Im Jänner 2015 griff der Rechtsextremist und Islamhasser Karl Michael Merkle, der unter dem Fakenamen‚ „Michael Mannheimer” einen Hetzblog betreibt, den Beitrag von INHR auf und gab ihm eine neue Richtung: Mit einem furchtbaren Foto, das Kleinstkinder zeigt, deren Genitalien blutverschmiert sind, illustrierte er am 23.1. 2015, also mehr ein halbes Jahr nach dem Erstbericht, seinen eigenen Bericht. Das Foto, das die Bildunterschrift trägt „Das alltägliche Genitalmassaker des Islam kostet laut UN-Berichten 2.000 so ‚beschnittenen’ muslimischen Mädchen das Leben. Tag für Tag“, hat mit Norrköping nichts zu tun. Die Bildquelle konnte nicht festgestellt werden, und damit ist auch unklar, ob es sich um ein bearbeitetes Foto handelt, bei dem das Blut nachträglich appliziert wurde (worauf einiges hindeutet).
Der Titel von Merkles Blog-Eintrags lautete: „Zur ‚Es-gibt-keine-Islamisierung’s‑Lüge: Ganze Mädchenklasse in Schweden genitalverstümmelt“. Titel und Bildunterschrift zu dem Foto machen also schon klar, wohin die Reise gehen soll: Der Islam soll für die Praxis von FGM verantwortlich gemacht werden. Und die Linken und Grünen Europas, deren „verlogene und heuchlerische Seite“ Merkle-Mannheimer auch bei FGM erkannt haben will: „[G]egenüber den 100.000 jährlichen ‚Ehren’ morden sowie den 700.000 Kollaterlopfern [sic!] der weiblichen Sexualverstümmelungen haben sie ihre Stimme (von wenigen Ausnahmen Einzelner einmal abgesehen) bislang nie ernsthaft erhoben.“
Mannheimers Lügen
Exakt das Gegenteil ist der Fall: Auf parlamentarischer Ebene haben SPÖ und Grüne schon in den 1990er-Jahren FGM zum Thema einer Enquete gemacht. Eine Plattform mit der Webseite „StopFGM“ kümmert sich seit 2003 um Aufklärung und Unterstützung von Anti-FGM-Projekten. Unterstützt wird die Plattform von SPÖ‑, ÖVP- und Grünen Frauen-Organisationen. Auch fünf weitere Einrichtungen kümmern sich um FGM, keine einzige darunter, die Rechten zugeschrieben werden könnte. Auch die Islamische Glaubensgemeinschaft in Österreich beteiligt sich an der Aufklärung zu FGM. Rechte und rechtsextreme Organisationen und Personen haben keinerlei Initiative gegen FGM gesetzt.

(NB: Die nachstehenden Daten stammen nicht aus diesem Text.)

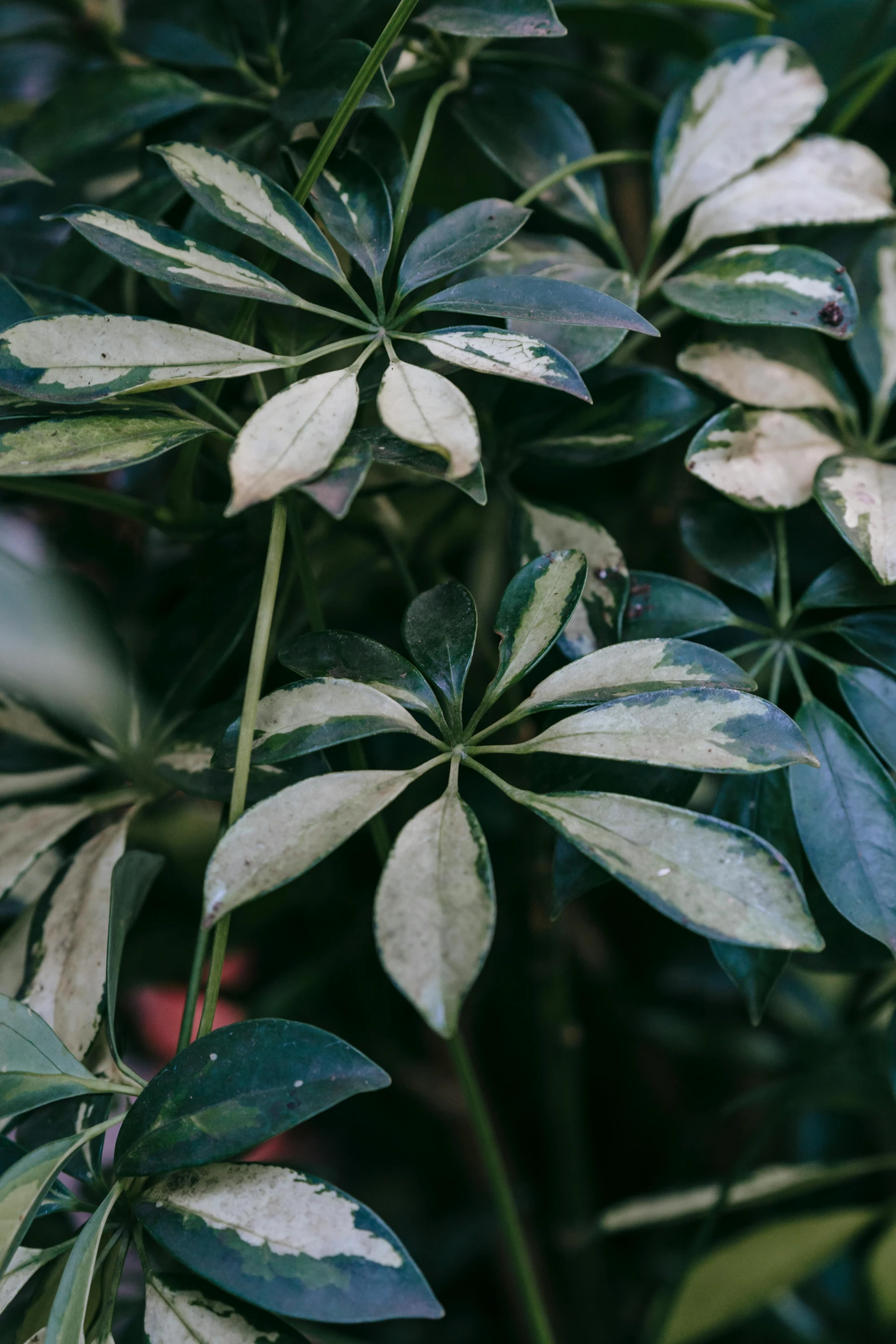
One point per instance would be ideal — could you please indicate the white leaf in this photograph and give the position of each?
(67, 972)
(859, 496)
(27, 832)
(435, 913)
(763, 459)
(284, 836)
(428, 410)
(293, 437)
(748, 101)
(785, 370)
(820, 181)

Was Definition,Verbreitung und Praktiken von FGM betrifft, so liefert dazu Wikipedia einen umfassenden Eintrag, auch was die wichtigsten Gründe für die genitale Verstümmelung der Frauen betrifft: in erster Linie traditionelle Praktiken, die älter sind als Christentum und Islam sowie auch Kontrolle der weiblichen Sexualität. Die Zuordnung von FGM zu einer einzigen Religion, dem Islam, ist nicht möglich.
Mannheimer und nach ihm die vielen Islamhasser und Hetzer in den sozialen Netzwerken (wie etwa der FPÖ-Gemeinderat von Maria Lanzendorf, Erhard Brunner) verwenden einen irreführenden und in den Fakten falschen Bericht zu Norrköping, um ihm einen besonderen Spin zugeben: Hetze gegen den Islam und Hetze gegen Linke, Grüne und Frauen, denen Erhard Brunner als „Therapie“ eine FGM wünscht.